Hackers to target US satellite in security test

The US air force is planning a contest to highlight security vulnerabilities

A Falcon 9 SpaceX rocket carrying a spy satellite for the US military lifts off. AP
A Falcon 9 SpaceX rocket carrying a spy satellite for the US military lifts off. AP

The United States is offering hackers the chance to take over an orbiting satellite to try to identify weaknesses that could be exploited by hostile states.

The offer came after a similar event at a hackers’ conference in August revealed a host of security loopholes in the data systems of its F-15 fighter jet.

Hackers will be challenged to break into a satellite’s security systems and move an earth-facing camera to one that is focused on the moon, tech site wired.com reported.

The US air force will invite submissions and those behind the best ideas will be invited to hacker conference Defcon in Las Vegas in 2020 for a live contest – but only after they have been security vetted.

“If you want to get into a satellite, you can either go through the ground station or you can try to find a way into the satellite directly,” Dr Will Roper, a senior technology official at the US air force, told the website.

“But what they’re going to do is try to take over the satellite by any means they find.”

Dr Roper blamed cybersecurity weaknesses in its systems after decades of failing to recognise the extent of the dangers from hostile hackers from countries such as Russia, China and North Korea, according to the Washington Post.

The US air force confirmed plans for the contest but declined to comment further.

US officials say that any future conflict against a major power would be fought partially fought in space, because of the importance of battlefield information supplied by satellites.

The US has 340 military and government satellites in orbit around the Earth, according to an independent database, with experts predicting geopolitical tensions are increasingly likely to be played out in space.

Donald Trump last month announced a new space defence command because of concerns that its satellites were being targeted. Satellites are key cogs in national defence systems, supplying the coordinates for aiming weapons, identifying targets and improving communications on the battlefield.
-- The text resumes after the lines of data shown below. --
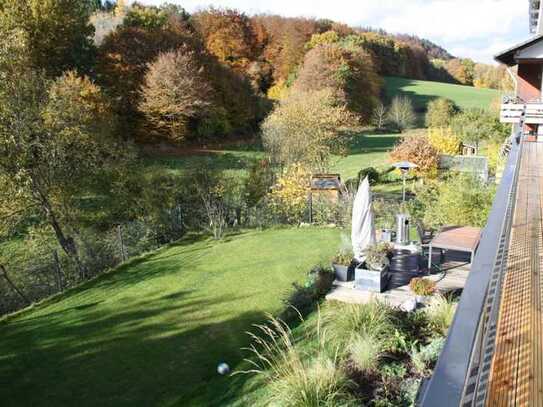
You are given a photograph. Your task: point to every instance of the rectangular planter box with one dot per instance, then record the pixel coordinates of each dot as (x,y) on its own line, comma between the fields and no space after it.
(342,272)
(369,280)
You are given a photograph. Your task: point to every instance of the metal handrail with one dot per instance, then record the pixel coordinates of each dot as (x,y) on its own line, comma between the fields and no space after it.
(448,383)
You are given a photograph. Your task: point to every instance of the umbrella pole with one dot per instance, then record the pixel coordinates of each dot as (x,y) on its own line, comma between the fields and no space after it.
(403,189)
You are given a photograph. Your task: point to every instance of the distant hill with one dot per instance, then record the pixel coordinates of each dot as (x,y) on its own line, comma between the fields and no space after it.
(433,50)
(422,92)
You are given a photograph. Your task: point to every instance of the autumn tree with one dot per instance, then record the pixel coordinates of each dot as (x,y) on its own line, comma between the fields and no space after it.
(153,17)
(349,72)
(474,126)
(306,128)
(229,35)
(415,147)
(176,92)
(285,48)
(379,117)
(56,142)
(57,34)
(124,57)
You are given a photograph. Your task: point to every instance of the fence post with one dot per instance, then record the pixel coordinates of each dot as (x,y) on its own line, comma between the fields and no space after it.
(121,242)
(58,271)
(13,286)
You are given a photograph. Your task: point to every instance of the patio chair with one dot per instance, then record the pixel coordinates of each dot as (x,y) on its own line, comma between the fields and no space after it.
(425,237)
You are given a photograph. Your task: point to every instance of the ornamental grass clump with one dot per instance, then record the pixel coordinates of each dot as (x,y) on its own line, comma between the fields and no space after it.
(440,313)
(296,377)
(364,352)
(422,358)
(422,286)
(344,322)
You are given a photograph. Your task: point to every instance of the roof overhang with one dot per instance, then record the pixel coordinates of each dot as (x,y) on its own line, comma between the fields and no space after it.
(535,15)
(509,56)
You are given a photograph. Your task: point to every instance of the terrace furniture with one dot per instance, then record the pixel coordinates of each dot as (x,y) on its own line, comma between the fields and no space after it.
(459,238)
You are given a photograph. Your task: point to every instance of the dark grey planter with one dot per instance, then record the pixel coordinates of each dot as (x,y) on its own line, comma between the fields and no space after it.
(341,272)
(370,280)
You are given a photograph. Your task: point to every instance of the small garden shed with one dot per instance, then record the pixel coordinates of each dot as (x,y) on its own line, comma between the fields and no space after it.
(326,187)
(474,165)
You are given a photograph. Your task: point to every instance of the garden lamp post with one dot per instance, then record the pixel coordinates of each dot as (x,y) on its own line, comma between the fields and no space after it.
(404,167)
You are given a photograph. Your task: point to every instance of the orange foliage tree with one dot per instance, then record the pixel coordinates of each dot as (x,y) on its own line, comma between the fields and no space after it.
(350,73)
(416,148)
(229,35)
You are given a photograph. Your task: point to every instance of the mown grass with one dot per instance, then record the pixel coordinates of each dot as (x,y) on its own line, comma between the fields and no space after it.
(153,332)
(423,92)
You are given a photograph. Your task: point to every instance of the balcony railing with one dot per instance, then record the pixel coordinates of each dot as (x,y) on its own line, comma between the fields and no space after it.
(528,113)
(462,371)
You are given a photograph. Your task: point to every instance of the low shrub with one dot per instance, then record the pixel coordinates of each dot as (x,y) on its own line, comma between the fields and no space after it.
(458,200)
(304,298)
(297,378)
(289,197)
(423,358)
(421,286)
(444,140)
(440,313)
(345,321)
(415,147)
(364,352)
(371,173)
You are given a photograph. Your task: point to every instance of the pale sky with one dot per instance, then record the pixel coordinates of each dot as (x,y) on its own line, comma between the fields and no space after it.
(476,29)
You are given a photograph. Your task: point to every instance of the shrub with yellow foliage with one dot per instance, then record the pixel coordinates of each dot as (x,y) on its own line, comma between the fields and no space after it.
(444,140)
(278,91)
(289,196)
(416,148)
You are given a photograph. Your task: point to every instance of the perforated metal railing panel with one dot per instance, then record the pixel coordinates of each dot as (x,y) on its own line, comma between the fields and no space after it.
(516,375)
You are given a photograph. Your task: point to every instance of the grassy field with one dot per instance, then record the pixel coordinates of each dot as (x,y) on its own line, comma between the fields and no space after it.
(364,150)
(153,332)
(422,92)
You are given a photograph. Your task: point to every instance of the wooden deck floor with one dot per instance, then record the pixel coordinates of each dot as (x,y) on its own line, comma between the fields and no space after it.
(517,366)
(457,269)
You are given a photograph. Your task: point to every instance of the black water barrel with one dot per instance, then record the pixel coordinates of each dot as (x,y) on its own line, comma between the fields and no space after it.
(404,266)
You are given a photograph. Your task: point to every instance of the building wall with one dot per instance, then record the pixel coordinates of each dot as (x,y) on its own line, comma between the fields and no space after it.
(529,81)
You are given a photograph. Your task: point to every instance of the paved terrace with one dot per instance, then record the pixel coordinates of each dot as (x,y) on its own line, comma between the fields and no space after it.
(494,352)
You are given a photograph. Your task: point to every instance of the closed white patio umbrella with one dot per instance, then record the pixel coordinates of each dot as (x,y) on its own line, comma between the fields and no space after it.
(363,229)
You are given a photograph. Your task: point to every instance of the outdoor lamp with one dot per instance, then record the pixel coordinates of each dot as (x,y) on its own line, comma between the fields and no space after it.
(404,167)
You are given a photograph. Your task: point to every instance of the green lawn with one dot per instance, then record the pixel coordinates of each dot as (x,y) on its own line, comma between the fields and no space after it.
(422,92)
(153,332)
(233,162)
(365,150)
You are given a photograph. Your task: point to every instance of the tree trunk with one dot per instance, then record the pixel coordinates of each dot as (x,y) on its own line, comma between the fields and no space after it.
(66,242)
(13,286)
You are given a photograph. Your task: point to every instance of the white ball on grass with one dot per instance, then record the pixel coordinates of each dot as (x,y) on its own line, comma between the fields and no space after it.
(223,369)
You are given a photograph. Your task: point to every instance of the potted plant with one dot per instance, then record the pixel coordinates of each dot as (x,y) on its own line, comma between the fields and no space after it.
(378,256)
(422,288)
(373,275)
(341,263)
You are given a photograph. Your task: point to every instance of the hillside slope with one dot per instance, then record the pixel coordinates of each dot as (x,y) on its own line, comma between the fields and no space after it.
(422,92)
(153,332)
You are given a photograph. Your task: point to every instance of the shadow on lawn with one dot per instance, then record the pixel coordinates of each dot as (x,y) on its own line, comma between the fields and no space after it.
(366,142)
(162,351)
(217,160)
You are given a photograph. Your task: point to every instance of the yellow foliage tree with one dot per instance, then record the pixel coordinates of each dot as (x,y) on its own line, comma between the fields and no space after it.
(444,140)
(278,91)
(416,148)
(289,196)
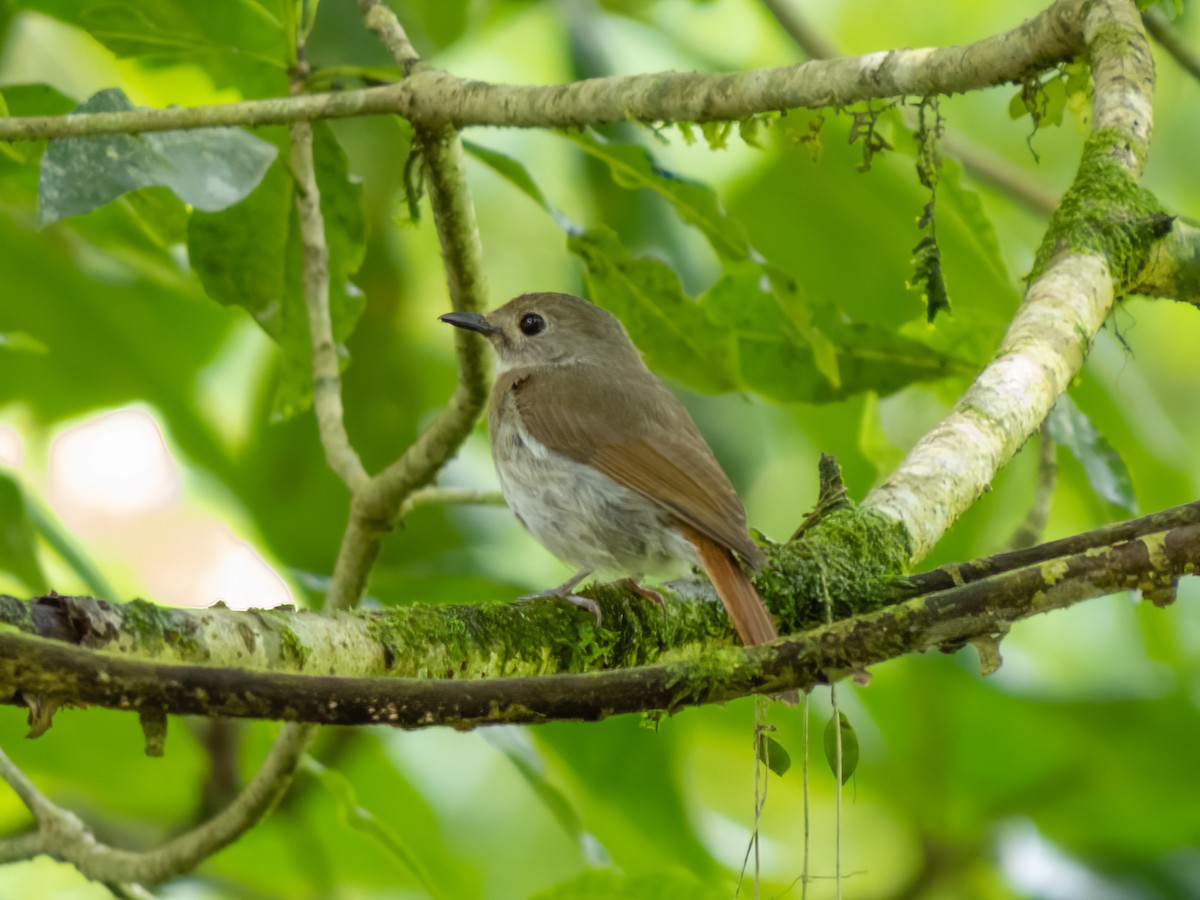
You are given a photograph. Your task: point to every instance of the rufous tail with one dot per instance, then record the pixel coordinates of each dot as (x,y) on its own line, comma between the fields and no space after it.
(742,601)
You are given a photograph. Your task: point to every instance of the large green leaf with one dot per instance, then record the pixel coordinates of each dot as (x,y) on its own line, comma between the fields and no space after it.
(617,886)
(670,328)
(515,173)
(244,43)
(696,203)
(354,815)
(1107,472)
(251,256)
(18,545)
(209,168)
(773,360)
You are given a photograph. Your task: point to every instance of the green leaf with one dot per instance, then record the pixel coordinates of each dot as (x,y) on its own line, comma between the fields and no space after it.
(773,755)
(363,820)
(240,43)
(775,361)
(516,745)
(17,157)
(210,168)
(515,172)
(251,256)
(617,886)
(849,748)
(671,329)
(957,197)
(18,544)
(1107,472)
(633,167)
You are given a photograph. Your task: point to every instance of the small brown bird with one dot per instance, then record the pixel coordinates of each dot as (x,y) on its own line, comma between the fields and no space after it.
(601,462)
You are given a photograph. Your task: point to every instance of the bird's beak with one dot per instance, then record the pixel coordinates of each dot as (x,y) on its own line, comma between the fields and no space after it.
(469,321)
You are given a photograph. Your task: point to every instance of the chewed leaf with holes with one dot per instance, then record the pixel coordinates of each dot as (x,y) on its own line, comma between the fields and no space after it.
(849,747)
(208,168)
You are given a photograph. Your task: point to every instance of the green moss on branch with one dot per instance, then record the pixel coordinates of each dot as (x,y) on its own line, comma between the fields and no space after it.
(1107,213)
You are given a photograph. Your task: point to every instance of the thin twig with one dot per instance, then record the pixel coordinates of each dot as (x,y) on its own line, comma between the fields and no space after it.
(987,167)
(448,496)
(1031,529)
(60,540)
(804,786)
(327,381)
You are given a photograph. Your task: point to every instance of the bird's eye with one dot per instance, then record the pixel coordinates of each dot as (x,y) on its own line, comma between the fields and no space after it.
(532,324)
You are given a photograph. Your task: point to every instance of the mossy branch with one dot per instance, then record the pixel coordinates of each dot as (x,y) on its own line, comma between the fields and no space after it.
(561,665)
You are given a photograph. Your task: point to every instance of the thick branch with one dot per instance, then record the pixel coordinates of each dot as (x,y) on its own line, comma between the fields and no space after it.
(1163,31)
(454,665)
(432,99)
(1101,234)
(975,610)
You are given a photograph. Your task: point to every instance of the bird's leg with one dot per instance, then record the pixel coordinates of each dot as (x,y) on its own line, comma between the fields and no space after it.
(564,592)
(651,594)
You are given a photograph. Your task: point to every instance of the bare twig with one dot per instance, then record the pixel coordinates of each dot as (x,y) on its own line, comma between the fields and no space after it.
(431,99)
(1174,268)
(383,22)
(963,612)
(1031,529)
(327,381)
(989,168)
(1065,307)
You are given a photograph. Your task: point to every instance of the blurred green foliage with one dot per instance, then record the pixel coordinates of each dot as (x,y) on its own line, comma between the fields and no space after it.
(767,280)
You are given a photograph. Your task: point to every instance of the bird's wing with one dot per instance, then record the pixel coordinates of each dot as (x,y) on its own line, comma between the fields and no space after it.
(636,432)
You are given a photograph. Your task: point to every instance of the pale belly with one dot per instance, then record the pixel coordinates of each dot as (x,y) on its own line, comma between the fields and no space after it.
(585,517)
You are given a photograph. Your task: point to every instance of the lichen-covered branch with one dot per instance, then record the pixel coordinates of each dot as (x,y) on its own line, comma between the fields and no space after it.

“We no longer have the luxury of operating in a peaceful, benign domain,” the head of the new command General Jay Raymond told lawmakers in Washington in June.

A senior British defence official told The National last week that near misses in space between satellites were a daily occurrence amid suspicions that rival nations were trying to jam their signals.

The world’s largest defence fair in London heard that rival nations and non-state groups without the funds to build their own satellites could use laser weaponry to disrupt satellite operations.

The US is responsible for nearly half of the 2,062 operating satellites in space, according to the Union of Concerned Scientists. Nearly 50 countries own satellites including the US’s geopolitical rival, China, which has nearly 300.

American intelligence officials believe that China and Russia are training and equipping “military space forces” and building new anti-satellite weapons to challenge US space supremacy.

Both countries “view the capability to attack space services as a part of their broader efforts to deter an adversary from, or defeat one, in combat”, according to 2019 US threat assessment.

The devastating effect of losing communications during a global conflict could see satellites targeted early in any conflict, experts have warned.